Polyphenols are colorful pigment molecules present in a range of fruits and vegetables. Polyphenol rich foods like berries not only support a healthy microbiome, but the polyphenols can also directly neutralize free radicals and exert anti-inflammatory effects in the gut. Because the inflamed gut does not fare well in response to large amounts of fiber, a red fruit powder can be consumed in lieu of polyphenols from whole foods during the inflammation spin down period. Individuals can consume 1-2 scoops daily, preferably on a light or empty stomach (can be combined with hesperidin). 

Zeolite and activated charcoalare important allies in not only helping to acutely relieve gastrointestinal distress, but also by helping to restore gut barrier integrity. Research shows that zeolite can decrease gut permeability and inflammation [5], whereas activated charcoal has the ability to adsorb volatile molecules in the gut. Therefore, gas and bloating can be relieved acutely through supplementation with charcoal, while zeolite can promote the restoration of gut barrier integrity and support an anti-inflammatory environment that helps to prevent future GI disturbances. The effective dose for zeolite is around 1.6-2g per day (half with the first meal of the day and half with the last meal of the day), and the research suggests supplementation may be maintained for 3 months [5]. The effective dose for charcoal is around 250mg. Charcoal can be taken on an as-needed basis for acute relief of gastric discomfort. Note that, because charcoal adsorbs molecules from the surrounding environment, taking other supplements or drugs around the same time as charcoal may render them ineffective. 

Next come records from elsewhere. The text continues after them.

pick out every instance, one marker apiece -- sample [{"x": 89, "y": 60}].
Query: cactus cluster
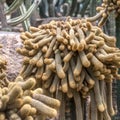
[
  {"x": 3, "y": 79},
  {"x": 104, "y": 11},
  {"x": 75, "y": 59},
  {"x": 22, "y": 100}
]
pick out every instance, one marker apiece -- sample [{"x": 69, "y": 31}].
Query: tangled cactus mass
[{"x": 72, "y": 59}]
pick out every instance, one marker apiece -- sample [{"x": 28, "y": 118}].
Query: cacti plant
[{"x": 67, "y": 60}]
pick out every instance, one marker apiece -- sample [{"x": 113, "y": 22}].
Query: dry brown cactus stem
[
  {"x": 20, "y": 101},
  {"x": 71, "y": 58},
  {"x": 104, "y": 11}
]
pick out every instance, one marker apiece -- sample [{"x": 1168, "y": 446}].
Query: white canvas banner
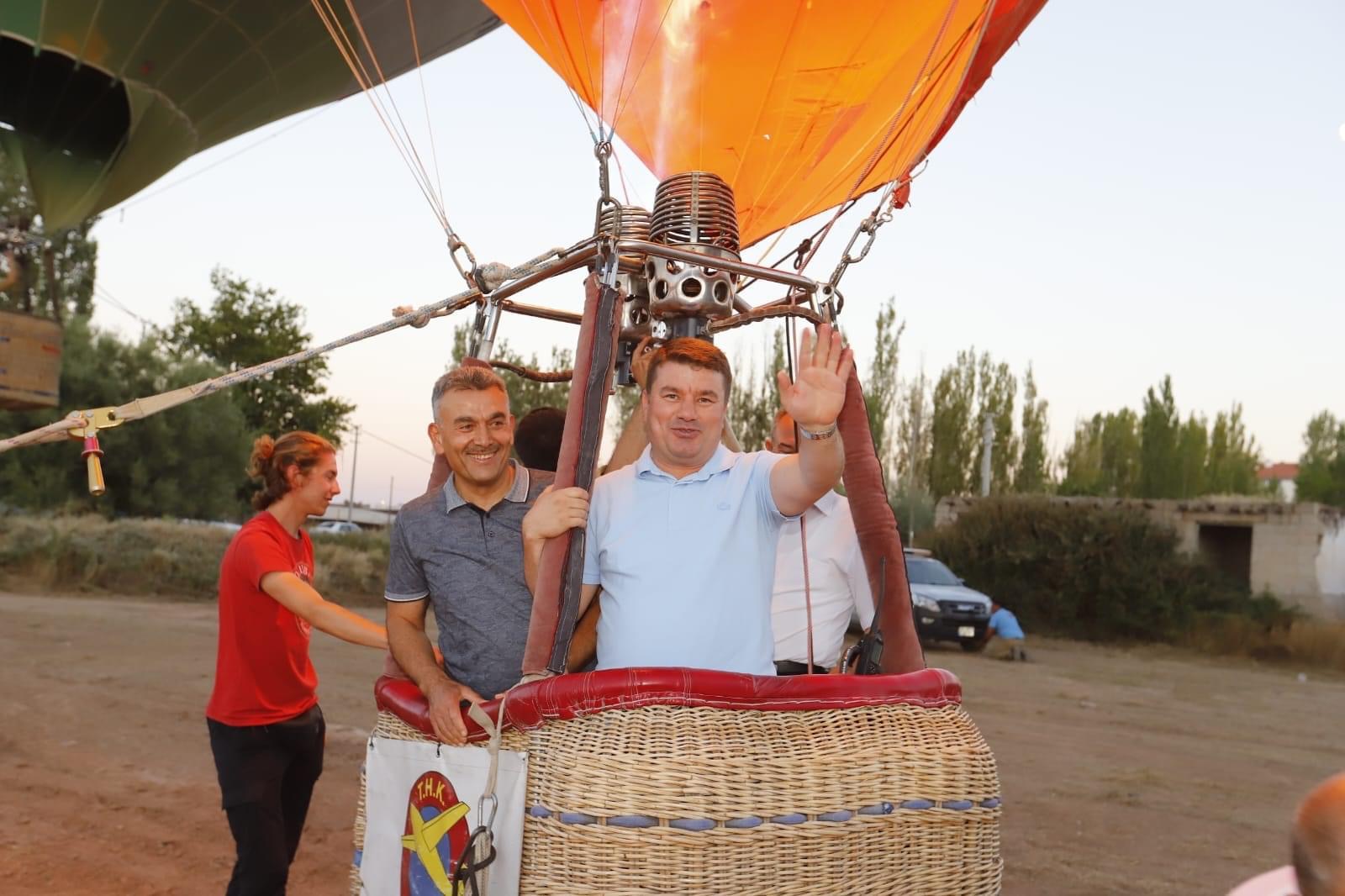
[{"x": 423, "y": 804}]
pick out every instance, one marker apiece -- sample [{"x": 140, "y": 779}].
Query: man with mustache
[
  {"x": 683, "y": 541},
  {"x": 459, "y": 549}
]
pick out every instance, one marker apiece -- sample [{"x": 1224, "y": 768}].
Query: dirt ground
[{"x": 1141, "y": 771}]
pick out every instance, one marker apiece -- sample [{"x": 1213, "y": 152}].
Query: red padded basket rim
[{"x": 588, "y": 693}]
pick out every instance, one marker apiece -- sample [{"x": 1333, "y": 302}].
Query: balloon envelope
[
  {"x": 798, "y": 104},
  {"x": 98, "y": 100}
]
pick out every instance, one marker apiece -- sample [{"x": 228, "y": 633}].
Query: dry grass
[
  {"x": 161, "y": 557},
  {"x": 1309, "y": 642}
]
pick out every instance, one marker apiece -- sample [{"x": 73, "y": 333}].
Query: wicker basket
[
  {"x": 868, "y": 799},
  {"x": 30, "y": 362}
]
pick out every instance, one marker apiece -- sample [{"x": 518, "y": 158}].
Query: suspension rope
[
  {"x": 883, "y": 145},
  {"x": 764, "y": 314},
  {"x": 356, "y": 67},
  {"x": 494, "y": 275},
  {"x": 535, "y": 376}
]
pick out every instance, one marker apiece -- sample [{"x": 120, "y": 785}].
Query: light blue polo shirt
[{"x": 686, "y": 566}]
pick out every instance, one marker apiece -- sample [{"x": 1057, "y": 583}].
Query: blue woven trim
[{"x": 636, "y": 822}]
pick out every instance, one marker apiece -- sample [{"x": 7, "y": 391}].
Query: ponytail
[{"x": 272, "y": 458}]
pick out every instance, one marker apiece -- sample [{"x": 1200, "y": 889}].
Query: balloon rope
[
  {"x": 356, "y": 67},
  {"x": 420, "y": 71},
  {"x": 392, "y": 101},
  {"x": 140, "y": 408},
  {"x": 883, "y": 145}
]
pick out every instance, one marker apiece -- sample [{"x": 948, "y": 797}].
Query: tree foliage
[
  {"x": 1089, "y": 572},
  {"x": 1156, "y": 455},
  {"x": 995, "y": 403},
  {"x": 1033, "y": 472},
  {"x": 246, "y": 324},
  {"x": 186, "y": 461},
  {"x": 883, "y": 387},
  {"x": 952, "y": 430},
  {"x": 757, "y": 398},
  {"x": 74, "y": 255},
  {"x": 1160, "y": 427},
  {"x": 1321, "y": 467}
]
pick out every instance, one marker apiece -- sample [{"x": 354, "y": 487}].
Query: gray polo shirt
[{"x": 470, "y": 564}]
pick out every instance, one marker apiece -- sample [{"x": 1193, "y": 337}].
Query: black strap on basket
[
  {"x": 470, "y": 865},
  {"x": 867, "y": 656}
]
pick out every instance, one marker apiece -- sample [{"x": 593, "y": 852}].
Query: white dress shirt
[{"x": 837, "y": 577}]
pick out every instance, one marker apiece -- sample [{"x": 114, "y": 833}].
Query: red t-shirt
[{"x": 262, "y": 672}]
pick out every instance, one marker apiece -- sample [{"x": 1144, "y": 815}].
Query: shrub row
[
  {"x": 163, "y": 557},
  {"x": 1100, "y": 573}
]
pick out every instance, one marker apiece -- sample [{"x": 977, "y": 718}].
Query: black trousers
[{"x": 266, "y": 777}]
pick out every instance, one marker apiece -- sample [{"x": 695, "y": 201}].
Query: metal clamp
[
  {"x": 94, "y": 420},
  {"x": 471, "y": 271}
]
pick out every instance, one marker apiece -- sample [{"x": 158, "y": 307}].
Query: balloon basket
[{"x": 669, "y": 781}]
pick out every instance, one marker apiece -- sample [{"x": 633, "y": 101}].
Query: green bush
[
  {"x": 1100, "y": 573},
  {"x": 163, "y": 557}
]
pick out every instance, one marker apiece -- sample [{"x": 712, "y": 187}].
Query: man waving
[{"x": 683, "y": 542}]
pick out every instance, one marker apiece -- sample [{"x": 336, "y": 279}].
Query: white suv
[{"x": 335, "y": 528}]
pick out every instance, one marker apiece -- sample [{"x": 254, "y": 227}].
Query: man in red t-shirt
[{"x": 266, "y": 730}]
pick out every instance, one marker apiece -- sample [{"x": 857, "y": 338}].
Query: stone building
[{"x": 1297, "y": 551}]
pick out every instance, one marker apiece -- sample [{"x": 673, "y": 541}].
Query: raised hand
[{"x": 817, "y": 393}]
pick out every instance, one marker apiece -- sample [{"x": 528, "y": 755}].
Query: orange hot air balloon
[{"x": 798, "y": 104}]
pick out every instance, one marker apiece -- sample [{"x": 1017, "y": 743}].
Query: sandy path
[{"x": 1123, "y": 771}]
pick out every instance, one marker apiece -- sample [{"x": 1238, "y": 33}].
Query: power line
[
  {"x": 116, "y": 303},
  {"x": 219, "y": 161},
  {"x": 392, "y": 444}
]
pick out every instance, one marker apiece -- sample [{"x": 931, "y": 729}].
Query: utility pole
[
  {"x": 914, "y": 461},
  {"x": 354, "y": 463},
  {"x": 988, "y": 443}
]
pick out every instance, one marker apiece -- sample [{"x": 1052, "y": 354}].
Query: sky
[{"x": 1141, "y": 188}]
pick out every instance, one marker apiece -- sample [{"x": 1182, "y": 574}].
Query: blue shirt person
[
  {"x": 1005, "y": 626},
  {"x": 683, "y": 542}
]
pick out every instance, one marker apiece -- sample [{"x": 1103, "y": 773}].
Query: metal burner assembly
[{"x": 694, "y": 212}]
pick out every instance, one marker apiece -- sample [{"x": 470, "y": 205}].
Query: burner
[{"x": 694, "y": 210}]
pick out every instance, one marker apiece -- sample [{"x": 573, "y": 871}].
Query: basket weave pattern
[{"x": 905, "y": 764}]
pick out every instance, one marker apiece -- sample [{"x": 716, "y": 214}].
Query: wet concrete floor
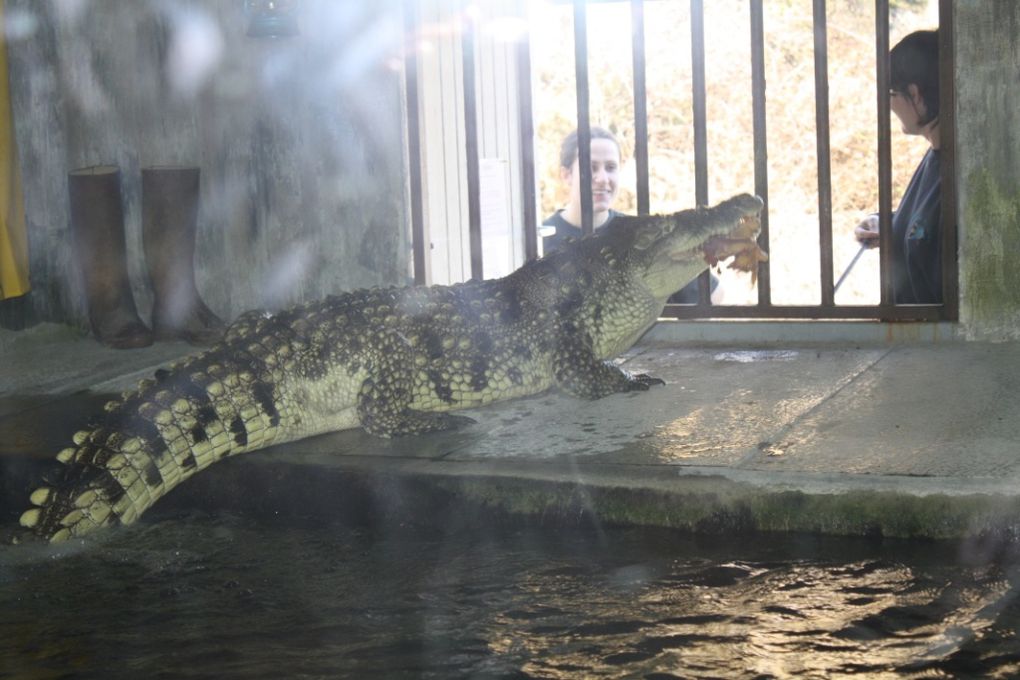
[{"x": 906, "y": 439}]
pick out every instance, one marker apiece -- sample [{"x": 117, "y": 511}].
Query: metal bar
[
  {"x": 760, "y": 143},
  {"x": 947, "y": 132},
  {"x": 701, "y": 128},
  {"x": 872, "y": 313},
  {"x": 419, "y": 241},
  {"x": 583, "y": 121},
  {"x": 823, "y": 150},
  {"x": 850, "y": 267},
  {"x": 884, "y": 152},
  {"x": 641, "y": 103},
  {"x": 525, "y": 116},
  {"x": 471, "y": 149}
]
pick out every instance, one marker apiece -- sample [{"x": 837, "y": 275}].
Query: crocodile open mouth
[{"x": 738, "y": 244}]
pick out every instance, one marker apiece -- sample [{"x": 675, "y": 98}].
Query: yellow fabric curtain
[{"x": 13, "y": 242}]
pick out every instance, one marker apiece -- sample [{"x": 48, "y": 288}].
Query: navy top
[
  {"x": 917, "y": 262},
  {"x": 564, "y": 230}
]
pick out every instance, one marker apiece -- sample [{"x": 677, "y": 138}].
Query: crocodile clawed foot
[{"x": 643, "y": 381}]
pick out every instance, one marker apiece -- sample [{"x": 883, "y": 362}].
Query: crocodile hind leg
[
  {"x": 385, "y": 397},
  {"x": 580, "y": 373},
  {"x": 385, "y": 412}
]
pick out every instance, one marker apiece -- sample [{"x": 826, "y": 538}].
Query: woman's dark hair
[
  {"x": 568, "y": 150},
  {"x": 914, "y": 60}
]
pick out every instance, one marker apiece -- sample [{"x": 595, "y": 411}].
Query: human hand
[{"x": 867, "y": 231}]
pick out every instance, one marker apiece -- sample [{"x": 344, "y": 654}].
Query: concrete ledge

Amino acids are present in high amounts in protein rich foods. However, there are specific amino acids that have been shown to be of particular benefit to the gut. These are:   

  • Glutamine
  • Glycine
  • Arginine 

Research suggests that glutamine has the ability to help maintain the tight junctions within the gut barrier while also suppressing the production of inflammatory factors [6]. Glycine has been shown to protect organs, including the gut, against inflammation and injury [6], and arginine supplementation was able to ameliorate colitis in experimental models [6]. Doses of 1g glutamine, 2g glycine, and 1g arginine can be taken together at bedtime to support gut health and anti-inflammation. In lieu of a glycine supplement, individuals can also consume ~10g collagen peptides as a source of glycine. 

Nutritional Approaches 

In addition to the aforementioned supplements, individuals may opt to also adhere to a liquid diet (or a low-residue/low-fiber diet) during the 1-2 week inflammation spin down period if they suspect they are suffering from more severe gut inflammation. The liquid diet limits the amount of substrate reaching to the colon, thereby limiting gas production and reducing gastric discomfort. Foods to prioritize during this time are broths, blended soups, low sugar juices, and smoothies with ripe fruit. If meat is consumed, opt for ground meat as it is more easily digested and assimilated than whole cuts of meat. Additionally, digestive enzymes can be consumed with meals to facilitate nutrient absorption and prevent excess nutrient spillover to the gut microbiome. 

Protocol Summary 

1-2 weeks consuming the following: 

AM (empty stomach): 1 scoop red fruit powder, 500 mg hesperidin 

With first meal: 800 mg zeolite 

PM: 1 scoop red fruit powder in water 

With last meal: 800 mg zeolite 

Before bed: 2 g omega-3 fatty acids, 1000 mg N-acetyl cysteine, 2 g glycine, 2 g glutamine, 1 g arginine 

Activated charcoal can be taken as needed to manage any gastrointestinal discomfort (both within and outside of this 1-2 week period) and individuals who suspect more extensive gut inflammation can follow a liquid diet during the protocol timeframe.  Digestive enzymes may also be taken with each meal to expedite results. 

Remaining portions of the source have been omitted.